Sooner or later, your guitar is going to need a new pair of strings, and when it does, you'll find the process of changing strings goes a lot smoother and faster with the right tools - and that means a string or peg winder. This handy tool allows you to wrap the string on to the post much faster than doing it by hand.

Dunlop String Winders.jpg

Fig. 2: Dunlop's string winders also include a gripper for pulling bridge pins out of acoustic guitars.


A slot in the front of these Dunlop String Winders (Fig. 2) also serves as a handy gripper for pulling bridge pins out of an acoustic guitar without damaging them like you would by using pliers to grip them, and it's generally easier than trying to push them out by reaching into the soundhole to push or tap them out.

Bass players, don't feel left out: string winders are also available for bass-sized tuning keys. The Planet Waves Bass Pro String Winder even has a string cutter built-in… which leads us to the next essential accessory - a good set of tools.




General guitar setup and maintenance requires the right tools. This can be one multi-tool, a few select tools, or even a pre-configured collection of guitar setup tools, but you need to have something that can cut strings, adjust the truss rod, bridge height, and string intonation settings. Depending on what type of guitar(s) you have and the tools required, that might mean a couple of allen wrenches, string cutters, and a small screwdriver. You may already have these tools in your toolbox. If not, there are affordable guitar-oriented toolkits available, and also multi-tools designed specifically for guitar.

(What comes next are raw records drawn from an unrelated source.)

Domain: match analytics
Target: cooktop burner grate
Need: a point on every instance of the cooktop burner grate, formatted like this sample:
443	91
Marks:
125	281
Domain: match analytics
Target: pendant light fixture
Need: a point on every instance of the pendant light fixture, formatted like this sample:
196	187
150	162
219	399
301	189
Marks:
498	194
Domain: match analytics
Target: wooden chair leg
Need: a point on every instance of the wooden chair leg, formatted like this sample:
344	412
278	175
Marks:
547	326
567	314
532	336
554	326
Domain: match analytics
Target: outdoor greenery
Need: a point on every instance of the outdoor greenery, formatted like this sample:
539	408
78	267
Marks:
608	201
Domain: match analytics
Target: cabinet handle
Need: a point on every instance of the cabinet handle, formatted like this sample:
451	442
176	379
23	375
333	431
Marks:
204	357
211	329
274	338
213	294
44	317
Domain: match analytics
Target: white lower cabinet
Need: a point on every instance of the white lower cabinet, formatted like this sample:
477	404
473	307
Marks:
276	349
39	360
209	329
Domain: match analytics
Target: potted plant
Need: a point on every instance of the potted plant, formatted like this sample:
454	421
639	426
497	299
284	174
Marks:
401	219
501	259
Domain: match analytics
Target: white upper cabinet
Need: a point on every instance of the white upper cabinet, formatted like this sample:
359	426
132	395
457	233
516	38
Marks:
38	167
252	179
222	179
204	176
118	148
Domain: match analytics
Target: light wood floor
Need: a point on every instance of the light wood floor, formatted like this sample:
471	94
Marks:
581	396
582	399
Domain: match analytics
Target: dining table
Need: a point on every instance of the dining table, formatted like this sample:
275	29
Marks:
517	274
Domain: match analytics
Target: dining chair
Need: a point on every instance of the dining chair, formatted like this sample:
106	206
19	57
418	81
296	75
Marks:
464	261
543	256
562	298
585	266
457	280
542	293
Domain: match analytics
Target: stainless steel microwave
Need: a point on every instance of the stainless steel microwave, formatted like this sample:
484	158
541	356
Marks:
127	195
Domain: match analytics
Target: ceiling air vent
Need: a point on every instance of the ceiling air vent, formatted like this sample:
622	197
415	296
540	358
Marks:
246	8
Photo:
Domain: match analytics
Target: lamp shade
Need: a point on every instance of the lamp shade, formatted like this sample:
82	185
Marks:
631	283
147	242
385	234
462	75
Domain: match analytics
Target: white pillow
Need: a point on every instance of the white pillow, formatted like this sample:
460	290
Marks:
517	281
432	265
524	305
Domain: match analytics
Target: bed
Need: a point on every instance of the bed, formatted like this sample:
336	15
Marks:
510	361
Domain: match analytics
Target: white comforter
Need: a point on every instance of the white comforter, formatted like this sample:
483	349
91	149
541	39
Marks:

How important is it to know how to adjust your guitar? Once when interviewing Eric Johnson for an article on his guitar technique, he picked up his Strat and began to play, stopping almost instantly because it had developed a slight buzz on the 3rd string. In a matter of mere seconds, he reached into his case, pulled out a truss-rod wrench, administered a couple of cranks, and eliminated the buzz—without ever breaking his conversational stride.

This shows what an intimate knowledge of your instrument can bring. You can not only play it, but also make adjustments and minor repairs to it too—often on the fly. These repairs can be as simple as fixing fret buzzes and intonation problems, which can happen as a result of an environmental change or some other event’s causing a misalignment of your guitar. To obviate the negative effects quickly and accurately, you must know the mechanical elements of your guitar and be facile in dealing with them.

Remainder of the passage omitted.